New Delhi, India - The Delhi High Court has dismissed a petition challenging the Tibetan origin of the 17th Karmapa, head of Kagyu sect of Buddhism and alleging that he has been sent by China to "annex" Sikkim and Arunachal Pradesh.
Justice Manmohan Singh has dismissed the petition filed by Shree Narayan Singh, a Buddhist, and said, "I am of the considered opinion that this court has no jurisdiction to intervene in the present matter as the same is a matter of policy as it is not against any statute or constitution".
Filing the petition through counsel Surat Singh, the petitioner alleged that Urgyen Trinlay Dorje, the 17th Karmapa, is not of Tibetan origin and "he allegedly escaped to India from China and claimed to be the 17th Karmapa of the Kagyu school of Tibetan Buddhism".

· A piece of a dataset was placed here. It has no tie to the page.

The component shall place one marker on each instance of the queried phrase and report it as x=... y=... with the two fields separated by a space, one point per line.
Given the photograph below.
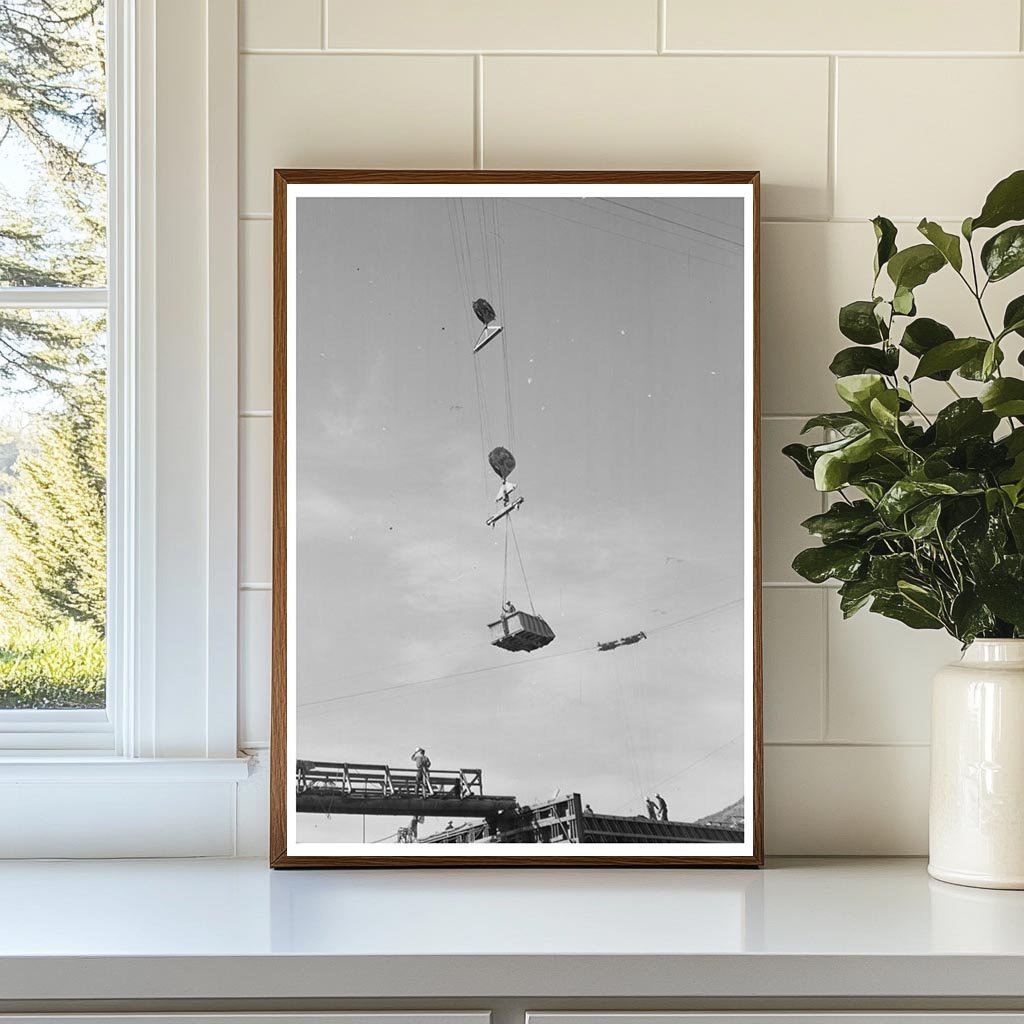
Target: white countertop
x=232 y=929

The Court also rejected Singh's argument that the Karmapa is in India to collect the Black Vajra Crown and other religious objects from the Rumtak Monastery to carry them back to the Tibetan Autonomous Region in China.
The court rejected the petitioner's claim that he has the proof that "Karmapa has been intentionally placed by the People's Republic of China in keeping with China's larger scheme of secession of Sikkim and Arunachal Pradesh and eventually, annexation of the entire Himalayas region".
Dorje was officially recognised as 17th Karmapa, head of the sect, by Tibetan spiritual leader the Dalai Lama in 1992 and in 2001, the Government of India had granted refugee status to him. He is presently based in Dharamshala in Himachal Pradesh.